Mem_allocator: indicates the memory distributor used by redis during compilation. It can be libc, jemalloc, or tcmalloc.

Performance problems caused by memory Switching

Memory usage is the most critical part of the redis service. If the memory usage of a redis instance exceeds the maximum available memory (used_memory> maximum available memory), the operating system starts to swap the memory with the swap space, write the old or unused content in the memory to the hard disk (this space on the hard disk is called the swap partition) to free up new physical memory for new pages or active pages.
The read/write operation on the hard disk is more slow than the read/write operation on the memory, which is nearly five orders of magnitude. The memory is 0.1 μs, and the hard disk is 10 ms. If memory exchange occurs in the redis process, redis and applications dependent on redis data will be severely affected by performance. You can view the used_memory indicator to know the memory usage of redis. If used_memory> has the maximum available memory, it indicates that the redis instance is performing memory swap or the memory swap has been completed. The Administrator takes emergency measures based on the situation.

Tracking memory usage

If the RDB snapshot or aof persistence policy is not enabled during redis usage, the cached data may be lost when redis crashes. When the redis memory usage exceeds 95% of the available memory, some data is exchanged back and forth between the memory and the swap space, which may cause data loss.
When the snapshot function is enabled and triggered, redis will fork a sub-process to completely copy the data in the current memory and write it to the hard disk. Therefore, if the snapshot function is triggered when the memory usage exceeds 45% of the available memory, the memory swap will be very dangerous (data may be lost ). If there are a large number of frequent update operations on the instance at this time, the problem will become more serious.

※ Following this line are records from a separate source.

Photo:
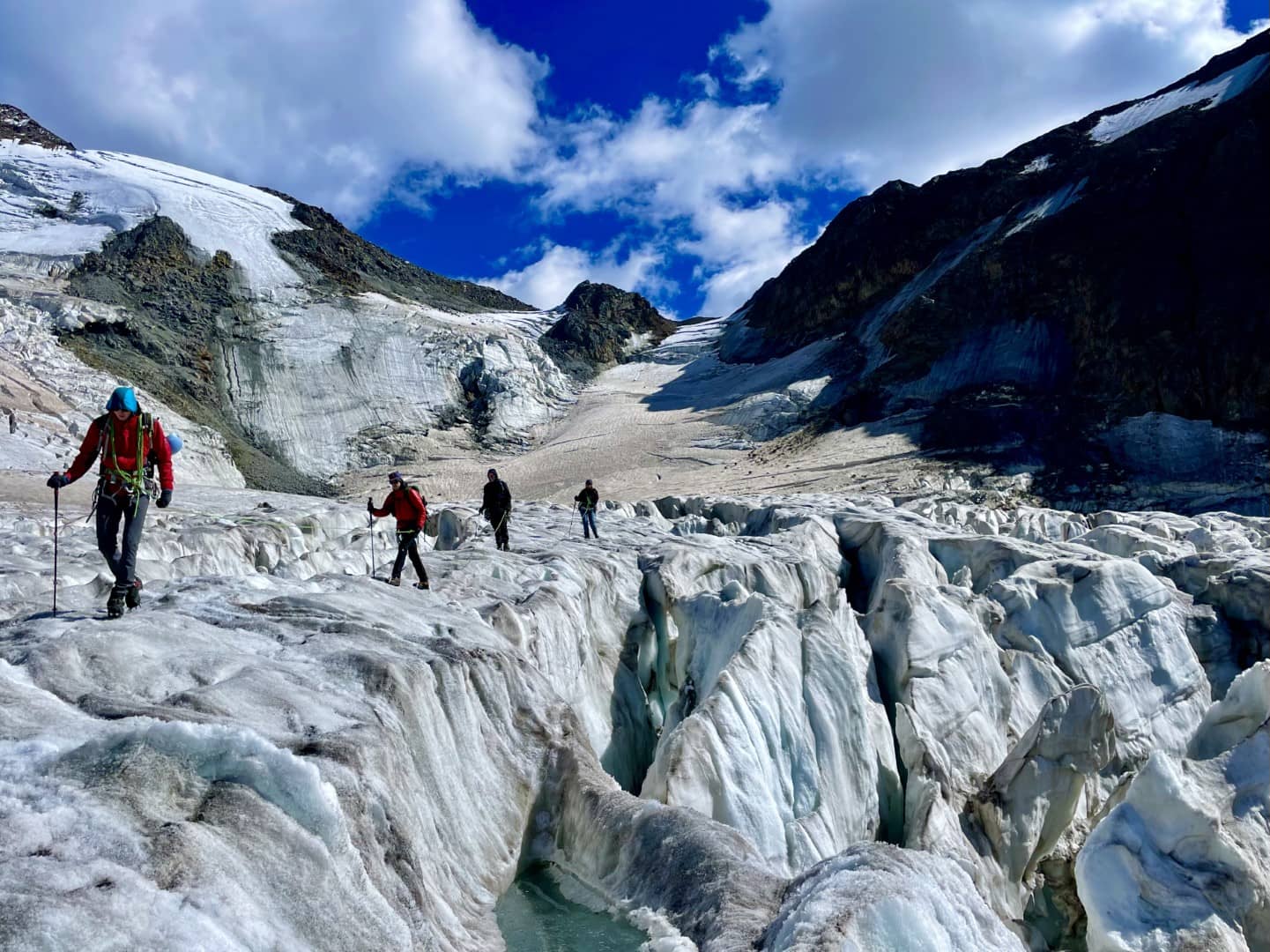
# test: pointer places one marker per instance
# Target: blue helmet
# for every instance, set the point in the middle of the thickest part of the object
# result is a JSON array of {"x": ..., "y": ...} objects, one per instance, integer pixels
[{"x": 123, "y": 398}]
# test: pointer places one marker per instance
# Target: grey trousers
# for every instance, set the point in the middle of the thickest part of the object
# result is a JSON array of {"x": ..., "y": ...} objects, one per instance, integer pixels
[{"x": 109, "y": 512}]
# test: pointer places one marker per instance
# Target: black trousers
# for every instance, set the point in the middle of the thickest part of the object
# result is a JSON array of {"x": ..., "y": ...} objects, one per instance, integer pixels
[
  {"x": 408, "y": 544},
  {"x": 111, "y": 509},
  {"x": 500, "y": 521}
]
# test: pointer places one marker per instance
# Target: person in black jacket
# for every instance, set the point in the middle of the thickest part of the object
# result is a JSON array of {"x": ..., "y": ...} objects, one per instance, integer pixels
[
  {"x": 497, "y": 506},
  {"x": 587, "y": 502}
]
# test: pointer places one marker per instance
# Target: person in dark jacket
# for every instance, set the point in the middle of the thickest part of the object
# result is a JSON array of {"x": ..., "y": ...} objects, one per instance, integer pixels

You can avoid this problem by reducing redis memory usage, or use the following techniques to avoid Memory switching:

If the cached data is less than 4 GB, a 32-bit redis instance is used. Because the pointer size of a 32-bit instance is only half the size of a 64-bit instance, its memory space will be less occupied. The disadvantage is that if the physical memory exceeds 4 GB, the memory available for 32-bit instances will still be limited to 4 GB or less. If the instance is shared with other applications at the same time, a more efficient 64-bit redis instance may be required. In this case, switching to 32-bit is not desirable. No matter which method is used, redis dump files are compatible with each other between 32-bit and 64-bit. Therefore, if you need to reduce the memory usage, try to use 32-bit first, then switch to 64-bit.
Use the hash data structure as much as possible. Because redis stores less than 100 fields in the hash structure, its storage efficiency is very high. Therefore, when you do not need a set operation or a list push/pop operation, use the hash structure as much as possible. For example, in a web application, you need to store an object to represent user information and use a single key to represent a user. Each of its attributes is stored in the hash field, this is more efficient than setting a key-value for each attribute. Generally, if data is stored in a String Structure and multiple keys are used, the data should be converted to a hash structure with single key and multiple fields. As described in the preceding example, the hash structure should contain the attributes of a single object or various materials of a single user. The operation commands of the hash structure are hset (Key, fields, value) and hget (Key, field), which can be used to store or retrieve the specified field from the hash.
Set the key expiration time. One simple way to reduce memory usage is to ensure that the key expiration time is set whenever the object is stored. If the key is used in a specific period or the old key is unlikely to be used, you can use the redis expiration time command (expire, expireat, pexpire, pexpireat) to set the expiration time, in this way, redis will automatically delete the key when the key expires. If you know how many new key-values are created per second, you can adjust the key survival time and specify the threshold value to limit the maximum memory used by redis.
Reclaim key. In the redis configuration file (usually redis. conf), you can set the value of the "maxmemory" attribute to limit the maximum memory used by redis. After modification, restart the instance to take effect. You can also use the Client Command config set maxmemory to modify the value. This command takes effect immediately, but will expire after restart. You need to use the config rewrite command to refresh the configuration file. If the redis snapshot function is enabled, set "maxmemory" to 45% of the memory available for the system, because the snapshot requires twice the memory to copy the entire dataset, that is to say, if 45% is used, it will change to 95% (45% + 45% + 5%) during the snapshot period, of which 5% is reserved for other expenses. If the snapshot function is not enabled, maxmemory can be set to 95% of the available memory.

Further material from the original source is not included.